A Halloween dance and costume contest combines with service tonight at the Best Buddies’ Halloween Dance Party.

All students are invited to participate in the dance party, and for one BYU student this dance party is the best offered all year.

“They completely let loose, they are the first ones on the dance floor, they don’t care what anyone thinks and they seriously have some great moves,” said Amanda Sumner, a program director for Best Buddies. “It’s just the best time.”

The party is from 6:30-8:30 p.m. BYU Best Buddies is co-sponsoring with the Utah Down’s Syndrome Foundation to put on this activity.

Best Buddies is an international club with the goal to build one-on-one friendships between students and individuals with intellectual or developmental disabilities, said Sarah Esplin, a program director for Best Buddies.

“I’m super excited, it’s one of the most fun activities of the year,” said Anneliese Mecham, a junior studying communication disorders.

Volunteers are encouraged to come dressed in a Halloween costume to participate in a costume contest, dance party, food and games.

“If you’ve never been to a dance with people with disabilities you are seriously missing out,” Sumner said. “These dances are the funnest dances I’ve ever been to.”

BYU Best Buddies hosts activities every month for volunteers to participate in.

“The point of our activity is to give the buddy pairs an opportunity to hang out and to get to know each other better,” Esplin said.

There are two levels of volunteers in the Best Buddies program.
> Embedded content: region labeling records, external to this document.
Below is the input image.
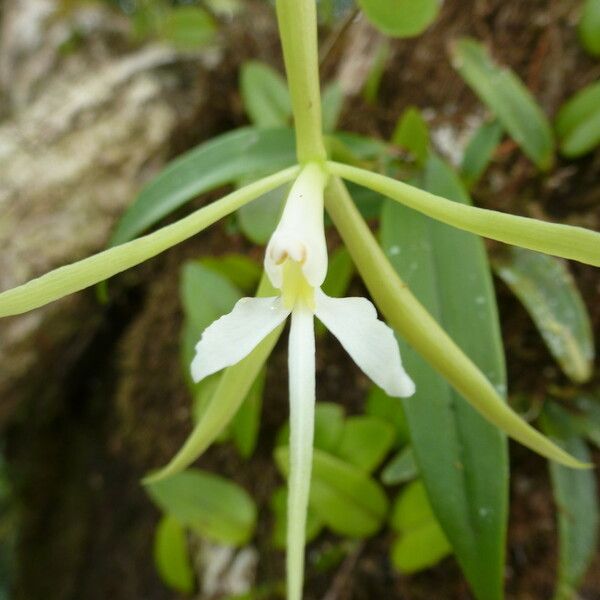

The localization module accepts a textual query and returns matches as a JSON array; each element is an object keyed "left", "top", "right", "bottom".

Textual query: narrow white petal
[
  {"left": 265, "top": 163, "right": 327, "bottom": 289},
  {"left": 315, "top": 290, "right": 415, "bottom": 398},
  {"left": 192, "top": 297, "right": 290, "bottom": 382},
  {"left": 286, "top": 305, "right": 315, "bottom": 600}
]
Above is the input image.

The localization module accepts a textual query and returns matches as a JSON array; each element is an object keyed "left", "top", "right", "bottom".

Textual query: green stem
[
  {"left": 325, "top": 178, "right": 587, "bottom": 468},
  {"left": 277, "top": 0, "right": 326, "bottom": 163},
  {"left": 327, "top": 162, "right": 600, "bottom": 267},
  {"left": 0, "top": 166, "right": 300, "bottom": 317}
]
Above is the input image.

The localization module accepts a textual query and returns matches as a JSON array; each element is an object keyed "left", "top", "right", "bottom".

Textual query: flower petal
[
  {"left": 315, "top": 290, "right": 415, "bottom": 398},
  {"left": 286, "top": 304, "right": 315, "bottom": 600},
  {"left": 192, "top": 297, "right": 290, "bottom": 382},
  {"left": 265, "top": 163, "right": 327, "bottom": 289}
]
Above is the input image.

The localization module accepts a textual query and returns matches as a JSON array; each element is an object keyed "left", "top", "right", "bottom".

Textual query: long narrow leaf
[
  {"left": 0, "top": 167, "right": 299, "bottom": 317},
  {"left": 542, "top": 404, "right": 600, "bottom": 600},
  {"left": 327, "top": 162, "right": 600, "bottom": 267},
  {"left": 145, "top": 276, "right": 284, "bottom": 483},
  {"left": 326, "top": 179, "right": 588, "bottom": 468},
  {"left": 110, "top": 127, "right": 296, "bottom": 246},
  {"left": 381, "top": 156, "right": 508, "bottom": 600},
  {"left": 494, "top": 248, "right": 594, "bottom": 383}
]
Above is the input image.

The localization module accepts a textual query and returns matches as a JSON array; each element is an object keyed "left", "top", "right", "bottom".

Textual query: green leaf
[
  {"left": 555, "top": 81, "right": 600, "bottom": 158},
  {"left": 275, "top": 446, "right": 388, "bottom": 538},
  {"left": 365, "top": 385, "right": 410, "bottom": 446},
  {"left": 363, "top": 38, "right": 390, "bottom": 104},
  {"left": 0, "top": 167, "right": 298, "bottom": 317},
  {"left": 381, "top": 155, "right": 508, "bottom": 600},
  {"left": 159, "top": 6, "right": 216, "bottom": 50},
  {"left": 461, "top": 120, "right": 504, "bottom": 187},
  {"left": 325, "top": 176, "right": 590, "bottom": 469},
  {"left": 237, "top": 185, "right": 290, "bottom": 245},
  {"left": 542, "top": 403, "right": 600, "bottom": 600},
  {"left": 230, "top": 368, "right": 266, "bottom": 458},
  {"left": 146, "top": 469, "right": 256, "bottom": 546},
  {"left": 391, "top": 481, "right": 452, "bottom": 573},
  {"left": 270, "top": 487, "right": 323, "bottom": 548},
  {"left": 358, "top": 0, "right": 441, "bottom": 38},
  {"left": 579, "top": 0, "right": 600, "bottom": 56},
  {"left": 154, "top": 515, "right": 195, "bottom": 594},
  {"left": 240, "top": 60, "right": 292, "bottom": 128},
  {"left": 452, "top": 38, "right": 554, "bottom": 171},
  {"left": 494, "top": 248, "right": 594, "bottom": 383},
  {"left": 321, "top": 81, "right": 344, "bottom": 133},
  {"left": 381, "top": 446, "right": 419, "bottom": 485},
  {"left": 575, "top": 395, "right": 600, "bottom": 449},
  {"left": 110, "top": 127, "right": 296, "bottom": 246},
  {"left": 335, "top": 416, "right": 395, "bottom": 473},
  {"left": 392, "top": 106, "right": 429, "bottom": 165},
  {"left": 312, "top": 402, "right": 344, "bottom": 454}
]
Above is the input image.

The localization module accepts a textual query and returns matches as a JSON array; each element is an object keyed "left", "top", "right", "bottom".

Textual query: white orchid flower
[{"left": 191, "top": 163, "right": 415, "bottom": 600}]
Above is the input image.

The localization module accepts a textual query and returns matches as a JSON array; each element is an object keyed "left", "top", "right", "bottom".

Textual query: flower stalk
[{"left": 276, "top": 0, "right": 327, "bottom": 164}]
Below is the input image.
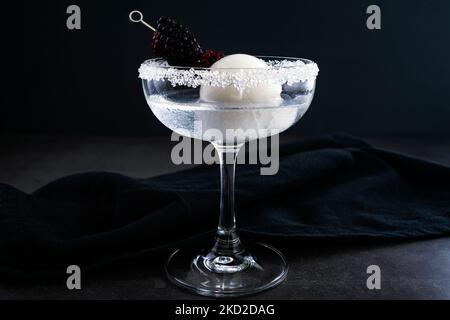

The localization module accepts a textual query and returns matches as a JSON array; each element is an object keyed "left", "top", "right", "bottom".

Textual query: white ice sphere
[{"left": 200, "top": 54, "right": 282, "bottom": 103}]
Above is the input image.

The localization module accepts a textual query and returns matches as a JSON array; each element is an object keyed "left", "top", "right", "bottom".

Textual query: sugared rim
[{"left": 139, "top": 56, "right": 319, "bottom": 89}]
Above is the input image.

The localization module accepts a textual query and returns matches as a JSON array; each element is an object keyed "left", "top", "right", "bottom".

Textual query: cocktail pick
[{"left": 129, "top": 10, "right": 156, "bottom": 32}]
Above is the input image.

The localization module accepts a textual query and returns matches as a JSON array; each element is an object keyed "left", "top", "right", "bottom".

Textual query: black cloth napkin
[{"left": 0, "top": 136, "right": 450, "bottom": 280}]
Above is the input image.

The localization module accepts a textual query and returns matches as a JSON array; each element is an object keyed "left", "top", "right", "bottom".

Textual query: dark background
[{"left": 0, "top": 0, "right": 450, "bottom": 135}]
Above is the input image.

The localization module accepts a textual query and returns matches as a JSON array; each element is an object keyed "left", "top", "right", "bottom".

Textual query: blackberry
[
  {"left": 152, "top": 17, "right": 203, "bottom": 67},
  {"left": 198, "top": 49, "right": 224, "bottom": 68}
]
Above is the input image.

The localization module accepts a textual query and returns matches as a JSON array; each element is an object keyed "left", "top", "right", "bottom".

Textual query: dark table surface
[{"left": 0, "top": 136, "right": 450, "bottom": 299}]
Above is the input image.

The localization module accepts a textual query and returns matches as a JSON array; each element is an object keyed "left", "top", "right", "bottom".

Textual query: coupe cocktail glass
[{"left": 139, "top": 57, "right": 318, "bottom": 297}]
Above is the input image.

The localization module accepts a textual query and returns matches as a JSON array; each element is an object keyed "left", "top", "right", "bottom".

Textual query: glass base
[{"left": 166, "top": 243, "right": 288, "bottom": 297}]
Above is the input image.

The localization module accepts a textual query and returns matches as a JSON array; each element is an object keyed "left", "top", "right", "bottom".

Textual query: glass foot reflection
[{"left": 166, "top": 243, "right": 288, "bottom": 297}]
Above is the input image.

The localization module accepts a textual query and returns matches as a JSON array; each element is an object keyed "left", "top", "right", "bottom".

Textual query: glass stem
[{"left": 212, "top": 145, "right": 243, "bottom": 255}]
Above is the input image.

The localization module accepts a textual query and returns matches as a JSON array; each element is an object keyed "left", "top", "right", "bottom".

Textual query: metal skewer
[{"left": 128, "top": 10, "right": 156, "bottom": 32}]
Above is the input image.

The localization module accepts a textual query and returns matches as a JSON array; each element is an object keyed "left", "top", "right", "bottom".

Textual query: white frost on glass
[{"left": 139, "top": 59, "right": 319, "bottom": 90}]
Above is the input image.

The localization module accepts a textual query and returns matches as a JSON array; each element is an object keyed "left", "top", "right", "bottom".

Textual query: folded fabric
[{"left": 0, "top": 136, "right": 450, "bottom": 281}]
The first is a college buddy, where students are paired with an individual with disabilities. The second is an associate member, volunteers who participate in activities. Being an associate member allows for students to participate with Best Buddies without a significant time commitment.

College buddies contact their buddy weekly and hang out with them. College buddies are required to hang out with their buddies twice a month; they can call them or email or Facebook other times throughout the month, Esplin said.

“Our goal is to put ourselves out of business,” Esplin said.

The more buddies the program has the more they can serve those with disabilities in the community.

Esplin spoke about her relationships with her buddy, Rebecca.

“We’ve gone to football games, we go to the Hale Center Theater and we’re currently working on a talent,” Esplin said. “We’re going to enter into a national competition.”

The Best Buddies program provides friendships for those with disabilities to build relationships with individuals they wouldn’t otherwise, Esplin said.

“You get to know them really well and it’s really fun to know that you have someone to talk to and to chat with,” Mecham said. “[My buddy] makes other people laugh and she’s just a positive influence, so it’s just really nice to be around her.”

Even though the program requires a time commitment, Esplin and Sumner both said it’s worth the time.

“Being able to take out [my buddy] to the activities, I look forward to it every week,” Sumner said. “It’s the highlight of my week.”

The program is rewarding and well organized, which allows the college buddies to focus on their relationship with their buddy, Sumner said.

“Even after Best Buddies ends I plan on keeping in contact with my buddy forever,” Sumner said.